The series explores the massive urban transitions that are happening across Africa, Latin America and Asia. These transitions are reshaping how people live; and in profound ways, will define the future of humanity and the world.

 

“The local perspective and the personal stories matter to us.”

In conversations with residents, experts and others living in these cities, each episode of the new podcast tells how people living in places where most of the world’s population live are adapting. The second episode will focus on Mumbai.

“We’re not looking for new stories,” said Tavengwa. “Instead, we’re revisiting stories that we think are often reported with little nuance, and digging into them to see what we can find beneath the headlines, and what we can learn from it.

“We hope each episode can provide a different way of understanding the places we will visit, through the stories of people intimately connected with these places. The local perspective and the personal stories matter to us. That is what Dhashen and I are interested in presenting – not everything has to be at this big, massive scale.”

 

“The ‘special sauce’ behind our show is that we rely heavily on local knowledge.”

“The ‘special sauce’ behind our show is that we rely heavily on local knowledge to understand the cities where they [the respondents] live. It’s the city’s residents and experts who help us to see the city through their eyes,” Moodley said. “I’m constantly surprised by how similar our problems are – from Beirut to Lagos to Rio, I find similarities with my city and country.”

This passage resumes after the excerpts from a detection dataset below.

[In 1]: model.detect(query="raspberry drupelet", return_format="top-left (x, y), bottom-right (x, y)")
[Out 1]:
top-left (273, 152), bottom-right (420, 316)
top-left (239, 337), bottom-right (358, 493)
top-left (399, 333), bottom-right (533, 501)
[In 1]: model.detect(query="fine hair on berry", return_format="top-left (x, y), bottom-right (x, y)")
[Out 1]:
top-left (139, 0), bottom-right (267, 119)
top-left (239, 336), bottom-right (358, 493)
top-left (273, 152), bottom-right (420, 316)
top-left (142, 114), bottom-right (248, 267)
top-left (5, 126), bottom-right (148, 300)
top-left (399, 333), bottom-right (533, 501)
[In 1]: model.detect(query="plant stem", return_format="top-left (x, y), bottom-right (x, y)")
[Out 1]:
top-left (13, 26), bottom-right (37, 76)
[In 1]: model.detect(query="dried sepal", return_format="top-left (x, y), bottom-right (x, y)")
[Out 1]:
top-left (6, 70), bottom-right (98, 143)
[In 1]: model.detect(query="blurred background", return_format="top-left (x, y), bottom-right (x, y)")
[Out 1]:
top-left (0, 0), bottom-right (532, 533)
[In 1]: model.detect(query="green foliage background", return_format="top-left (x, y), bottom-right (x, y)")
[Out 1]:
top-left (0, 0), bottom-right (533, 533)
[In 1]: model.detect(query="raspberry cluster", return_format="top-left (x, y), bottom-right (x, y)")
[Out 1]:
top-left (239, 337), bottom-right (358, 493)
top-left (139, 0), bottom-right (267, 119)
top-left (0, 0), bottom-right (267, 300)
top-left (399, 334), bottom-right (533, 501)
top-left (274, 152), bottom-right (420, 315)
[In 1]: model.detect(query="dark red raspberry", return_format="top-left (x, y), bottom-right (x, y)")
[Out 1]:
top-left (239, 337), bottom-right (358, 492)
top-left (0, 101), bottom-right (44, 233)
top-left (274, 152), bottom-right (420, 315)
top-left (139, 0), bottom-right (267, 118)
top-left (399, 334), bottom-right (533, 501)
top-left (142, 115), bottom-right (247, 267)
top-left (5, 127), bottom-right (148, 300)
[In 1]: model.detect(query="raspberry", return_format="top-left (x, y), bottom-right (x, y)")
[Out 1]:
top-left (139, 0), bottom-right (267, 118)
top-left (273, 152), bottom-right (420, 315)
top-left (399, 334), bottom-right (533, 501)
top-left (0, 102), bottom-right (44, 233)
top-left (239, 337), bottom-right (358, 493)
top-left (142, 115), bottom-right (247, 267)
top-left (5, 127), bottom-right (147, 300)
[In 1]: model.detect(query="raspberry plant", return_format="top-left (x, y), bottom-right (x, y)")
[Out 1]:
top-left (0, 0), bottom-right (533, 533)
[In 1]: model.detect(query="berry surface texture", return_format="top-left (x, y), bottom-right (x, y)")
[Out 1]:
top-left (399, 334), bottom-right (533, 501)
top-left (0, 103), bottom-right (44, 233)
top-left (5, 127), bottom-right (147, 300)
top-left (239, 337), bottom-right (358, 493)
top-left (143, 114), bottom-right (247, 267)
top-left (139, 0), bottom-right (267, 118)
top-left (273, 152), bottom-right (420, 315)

Season 1, consisting of six episodes, was launched on 4 May. Episodes will be released every fortnight, and will take listeners to Cape Town, Mumbai, Lagos, Rio de Janeiro, Beirut and Tijuana. Each episode introduces listeners to new individuals, and a story that provides unique perspectives on the impact and meaning of the multiple changes taking place all at once in their city or neighbourhood.

“The larger agenda of the ACC is to make these connections, and to find a very different way of engaging with these issues – in a manner that is productive, and can kick off a different kind of creativity in how we approach the challenges of urbanisation,” said Tavengwa. “It would not have been possible to do this without the intellectual basis that UCT presents.”